The microphone you want will ideally have a VERY flat frequency response. The flatter the better, but you certainly would want to be within a 1dB window, full range. 1dB would be the minimum design parameter, as 1dB is generally accepted the minimum difference the ear can hear. Additionally, whatever your response variance at the mic, this will be amplified at each step along the chain...
Flatter is better.
I know that the microphone I use in all my testing is the Behringer ECM8000, A very flat response mic, it would be ideal, were it not for the shotgun shape. As a proof of concept, however, it would do quite well for you. At only 80 dollars retail, it's a fantastic step for you! Here's the home page:
http://www.behringer.com/ECM8000/index.cfm?lang=ENG
It is an electret microphone, so a power supply will be required. ±15v is optimal. Balanced also, so electrical noise becomes a "not-issue". Again, for "proof of concept"... Perfect.
michigan_tech wrote:
As far as the "operational" amplifier, what exactly are you defining as such?
Sometimes called a buffer, an op-amp uses VERY high impedance inputs, so their input frequency response is very flat. Here are the op-amps I used in my home crossovers:
http://www.futurlec.com/Linear/OPA2134PA.shtml
Additionally, they offer the option of inverting or non-inverting outputs, with the addition or removal of one ground point. Easy.
They are used in buffer stages, as the first gain stage from the mic to the speaker signal chain.
:::::::UPDATE/EDIT:::::::
While searching for this answer, I came across a new IC from National Semiconductor. This guy would be small enough to attach RIGHT TO the speaker, direct speaker drive, single ended voltage power supply, vanishingly low THD... Worth exploring as an avenue:
http://www.national.com/pf/LM/LME49600.html
michigan_tech wrote:
And then to the subsequent amplifier, I am confused to what you are referencing with this. As far as inverting the output, that part is a little easier but some clarification would be great, especially outputting WHAT output to WHAT input, and how does this relate to the rest of the speaker system?
Once the low-level is inverted, the amplifier driving the speaker will stay non-inverted. The design and phase of the entire system will have to keep in mind that the ultimate end result will be that the speaker outputs a signal that is 180° out of phase from but of equal amplitude to the cabin noise.
michigan_tech wrote:
I know amplifiers sometimes have a "phase" adjust, does this have anything to do with it? I know most of these types of amplifiers are aftermarket amplifiers, but for stock amplifiers in cars I don't think this option is available, but I could be wrong.

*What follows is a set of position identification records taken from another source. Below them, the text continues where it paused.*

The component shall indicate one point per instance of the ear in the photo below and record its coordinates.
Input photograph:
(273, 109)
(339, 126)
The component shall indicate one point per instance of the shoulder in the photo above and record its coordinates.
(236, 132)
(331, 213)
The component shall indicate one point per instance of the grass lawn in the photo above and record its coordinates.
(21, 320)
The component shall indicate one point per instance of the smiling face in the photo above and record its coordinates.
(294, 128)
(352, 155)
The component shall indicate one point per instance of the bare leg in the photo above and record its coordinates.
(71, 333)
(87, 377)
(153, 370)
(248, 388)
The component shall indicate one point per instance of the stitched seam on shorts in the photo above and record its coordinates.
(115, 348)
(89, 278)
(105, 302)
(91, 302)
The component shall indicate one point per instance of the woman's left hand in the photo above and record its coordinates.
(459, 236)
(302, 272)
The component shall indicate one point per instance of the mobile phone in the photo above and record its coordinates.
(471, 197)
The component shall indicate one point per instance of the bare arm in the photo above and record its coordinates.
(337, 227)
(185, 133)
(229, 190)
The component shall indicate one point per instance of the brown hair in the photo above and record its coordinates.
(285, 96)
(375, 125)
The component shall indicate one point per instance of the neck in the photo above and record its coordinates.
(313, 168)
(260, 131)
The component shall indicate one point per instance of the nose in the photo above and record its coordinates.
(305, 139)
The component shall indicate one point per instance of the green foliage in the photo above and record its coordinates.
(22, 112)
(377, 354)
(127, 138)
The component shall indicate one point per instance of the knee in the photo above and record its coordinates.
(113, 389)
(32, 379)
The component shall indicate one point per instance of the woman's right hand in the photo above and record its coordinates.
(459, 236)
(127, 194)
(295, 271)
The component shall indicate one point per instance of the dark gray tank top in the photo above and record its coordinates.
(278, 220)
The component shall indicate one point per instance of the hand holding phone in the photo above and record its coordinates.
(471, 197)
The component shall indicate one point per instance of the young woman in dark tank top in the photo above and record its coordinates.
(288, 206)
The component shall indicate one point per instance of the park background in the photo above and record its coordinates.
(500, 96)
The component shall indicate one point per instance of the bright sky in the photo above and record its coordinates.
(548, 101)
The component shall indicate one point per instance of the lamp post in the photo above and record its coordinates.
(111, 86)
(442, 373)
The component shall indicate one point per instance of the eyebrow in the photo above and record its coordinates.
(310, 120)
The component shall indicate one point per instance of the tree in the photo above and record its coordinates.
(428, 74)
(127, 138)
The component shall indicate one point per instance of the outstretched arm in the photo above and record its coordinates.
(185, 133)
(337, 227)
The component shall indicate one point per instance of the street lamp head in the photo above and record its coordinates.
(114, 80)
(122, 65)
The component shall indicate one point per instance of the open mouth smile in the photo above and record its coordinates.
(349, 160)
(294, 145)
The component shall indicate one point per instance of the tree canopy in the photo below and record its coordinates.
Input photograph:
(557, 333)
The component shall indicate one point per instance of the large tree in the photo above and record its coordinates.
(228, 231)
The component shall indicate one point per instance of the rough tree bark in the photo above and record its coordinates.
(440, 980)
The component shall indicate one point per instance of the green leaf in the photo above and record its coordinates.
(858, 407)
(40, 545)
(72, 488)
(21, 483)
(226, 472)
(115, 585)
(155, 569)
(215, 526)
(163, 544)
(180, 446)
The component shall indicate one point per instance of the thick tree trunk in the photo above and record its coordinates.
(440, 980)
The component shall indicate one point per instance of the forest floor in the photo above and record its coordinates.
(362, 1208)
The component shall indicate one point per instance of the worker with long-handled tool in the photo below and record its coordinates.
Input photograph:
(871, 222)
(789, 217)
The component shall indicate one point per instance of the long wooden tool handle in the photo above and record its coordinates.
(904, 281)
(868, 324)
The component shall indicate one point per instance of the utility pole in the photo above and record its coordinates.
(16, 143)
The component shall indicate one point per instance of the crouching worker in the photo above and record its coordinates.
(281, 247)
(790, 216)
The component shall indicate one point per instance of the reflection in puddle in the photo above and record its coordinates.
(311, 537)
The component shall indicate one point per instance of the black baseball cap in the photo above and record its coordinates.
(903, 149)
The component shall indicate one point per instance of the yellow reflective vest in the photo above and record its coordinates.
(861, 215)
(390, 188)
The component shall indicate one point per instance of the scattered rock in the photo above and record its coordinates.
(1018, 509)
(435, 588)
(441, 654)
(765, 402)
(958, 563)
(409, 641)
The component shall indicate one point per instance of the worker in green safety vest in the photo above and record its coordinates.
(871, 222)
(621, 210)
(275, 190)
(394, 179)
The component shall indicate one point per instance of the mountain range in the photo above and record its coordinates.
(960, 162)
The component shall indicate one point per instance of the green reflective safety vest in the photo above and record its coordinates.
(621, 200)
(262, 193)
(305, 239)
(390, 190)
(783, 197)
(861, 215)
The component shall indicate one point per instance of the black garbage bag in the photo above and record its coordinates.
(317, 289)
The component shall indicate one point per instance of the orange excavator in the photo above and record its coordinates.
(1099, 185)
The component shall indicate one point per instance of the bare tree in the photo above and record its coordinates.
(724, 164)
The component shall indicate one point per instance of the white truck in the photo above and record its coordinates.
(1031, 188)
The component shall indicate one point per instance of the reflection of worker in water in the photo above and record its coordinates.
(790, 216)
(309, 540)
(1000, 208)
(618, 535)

See my previous answer. Generally speaking the "phase" adjust is usually 0° or 180°, but this is normally only found on subwoofer amplifiers for better integration with the door or bass (as opposed to sub-bass) speakers. MUCH higher end amplifiers might also have a phase adjust, allowing a complete sweep from 0-180°. If more than that is necessary, one would simply invert the subwoofer's wiring, then re-adjust.
michigan_tech wrote:
As far as using a multiplexer in each corner, can you lead me to how I would implement it and in what fashion? Any models you are familiar with that offer great quality with a budget price? I know I am asking a lot, but I guarantee you this project will be vastly improved with everybody's help.
haemphyst wrote:
While searching for this answer, I came across a new IC from National Semiconductor. This guy would be small enough to attach RIGHT TO the speaker, direct speaker drive, single ended voltage power supply, vanishingly low THD... Worth exploring as an avenue:
http://www.national.com/pf/LM/LME49600.html
michigan_tech wrote:
I really appreciate all the time all of you are putting into this, as this technology could easily put our project over the top.
Thank you,
Anthony
EE-Michigan Tech
It's what we do! sound deadening, professional project - Page 2 -- posted image. I also am hoping that something comes of this for you! If you get an "A", be sure to mention our names! <grin>
It all reminds me of something that Molière once said to Guy de Maupassant at a café in Vienna: "That's nice. You should write it down."